Even among the ruthless, you find these maudlin areas. So we've kept this parameter quiet.'
  'I'd think you'd keep the whole proposition quiet.'
  'Only a small central core know the full scope of our campaign. So welcome to the inner circle—whether you like it or not.'
  'Forgive me if I feel less than honoured.'
  'I never meant to drag you in. This enterprise is a bit of a millstone.'
  'I'll say.' She allowed herself, for a good thirty seconds, to shut her eyes.
  'There's one other matter—' again, a tinge of chagrin—'which we don't often raise. It has played a role in our mathematics, though the effect is difficult to gauge.'
  'What?' She really didn't want to hear any more.
  'Um. Bodies.' He coughed. 'There will be scads. Disposal will be problematic. A subsequent outbreak of opportunistic infections is inevitable.'
  'Put the fat people on top,' she slurred. 'The grease drizzles down and makes the whole pile burn better.'
  'We're not concerning ourselves with this,' he hurried. 'Dust to dust and that. Over time, the problem solves itself. Yet including the physical remains in our calculations is understandably unpleasant.'
  'Why not can the meat? Isn't that what you did with elephants?'
  'I can see you're going to be a great help.'
  'You imagine you could live with yourself afterwards?'
  'Living with myself is already rather tedious. Of course it will be tempting to leap from a Nyayo House window. But that would be selfish.'
  'How so?'
  'A scapegoat is a sociological necessity.'
  'Do you ever suspect yourself of a Christ complex?'
  'A mass murderer makes an unlikely Messiah. And my martyrdom will be no great sacrifice. I shall find my trial terrifically
interesting
.'
  'Neutrality.'
  'About my own death I have no feelings whatsoever.'
  'I do.'
  'Save your concern for the more deserving. I'm just a binman. I take out the rubbish so the rest of the world can get on with symphonies. It has to be done, Eleanor. And I don't care how they damn me later. You may imagine my designs as egotistical. On the contrary, if the death of two billion don't matter, I can at least follow the logic that mine doesn't amount to much either. And if QUIETUS succeeds, I will be only too happily boiled in oil. If I fail, we should both find bare bodkins. Because I have seen into the future if no one hacks back on our profusion while there's time. You will not want to be alive then, Eleanor, though the worst will occur in your lifetime. Especially in Africa. If population is allowed to take its natural course, a hundred years from now
the death of two billion will be
nothing
.'
  Calvin truly believed what he was saying, and this kept her from despising him. Then, she was not so inclined. Instead, she felt more sorry for him than ever, motherly. She drew him over to the couch. 'I know you don't want me to care for you. But I do. And now, more than ever, it looks as if you and I are stuck with each other.'
  Calvin put his head in her lap, and she stroked his thick black hair. 'There's only one thing you must tell me,' she said. 'And I want you to be honest.'
  'What's that?'
  'Is this a joke?' It was her last chance.
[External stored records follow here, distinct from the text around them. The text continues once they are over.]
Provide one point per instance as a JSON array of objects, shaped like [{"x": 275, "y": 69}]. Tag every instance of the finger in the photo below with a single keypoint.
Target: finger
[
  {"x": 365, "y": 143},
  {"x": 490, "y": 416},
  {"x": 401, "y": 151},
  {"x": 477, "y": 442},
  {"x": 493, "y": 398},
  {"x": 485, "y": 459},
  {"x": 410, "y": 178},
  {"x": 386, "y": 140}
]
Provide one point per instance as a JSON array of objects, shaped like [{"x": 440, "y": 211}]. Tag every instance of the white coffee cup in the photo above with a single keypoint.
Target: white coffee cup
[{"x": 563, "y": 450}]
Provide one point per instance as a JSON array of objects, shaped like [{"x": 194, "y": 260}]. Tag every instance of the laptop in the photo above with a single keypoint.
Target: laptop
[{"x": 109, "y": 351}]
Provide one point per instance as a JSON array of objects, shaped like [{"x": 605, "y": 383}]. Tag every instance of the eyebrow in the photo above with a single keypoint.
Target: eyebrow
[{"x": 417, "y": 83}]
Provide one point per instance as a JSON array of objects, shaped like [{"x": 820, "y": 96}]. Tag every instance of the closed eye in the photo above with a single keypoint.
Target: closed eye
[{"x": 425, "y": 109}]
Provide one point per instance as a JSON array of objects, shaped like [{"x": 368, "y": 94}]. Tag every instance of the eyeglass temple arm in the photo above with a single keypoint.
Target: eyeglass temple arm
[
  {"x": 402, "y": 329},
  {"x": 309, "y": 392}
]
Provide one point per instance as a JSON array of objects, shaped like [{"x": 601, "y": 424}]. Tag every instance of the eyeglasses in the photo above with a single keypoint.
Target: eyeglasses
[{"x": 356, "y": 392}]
  He sighed. 'I am not pulling your leg, but all these parameters: they are difficult to satisfy. There is only a small percentage chance we will solve Pachyderm. If we do not, we sit tight. In the meantime, there are mattressfuls of money about. We may accomplish nothing, my darling, but we will live nicely.'
  'So if you don't find this perfect, painless, overnight, statistically precise organism to do your "rubbish collection", you just theorize.'
  'Right. Have meetings and lunches and clip newspapers. It's far less likely that I finish on a gallows than by choking on prawn pilipili at the Rickshaw.'
  He had finally said something to help her. Of course the proposition was lunatic. Would he ever do anything besides
con mean-spirited donors into paying his exorbitant dinner tabs?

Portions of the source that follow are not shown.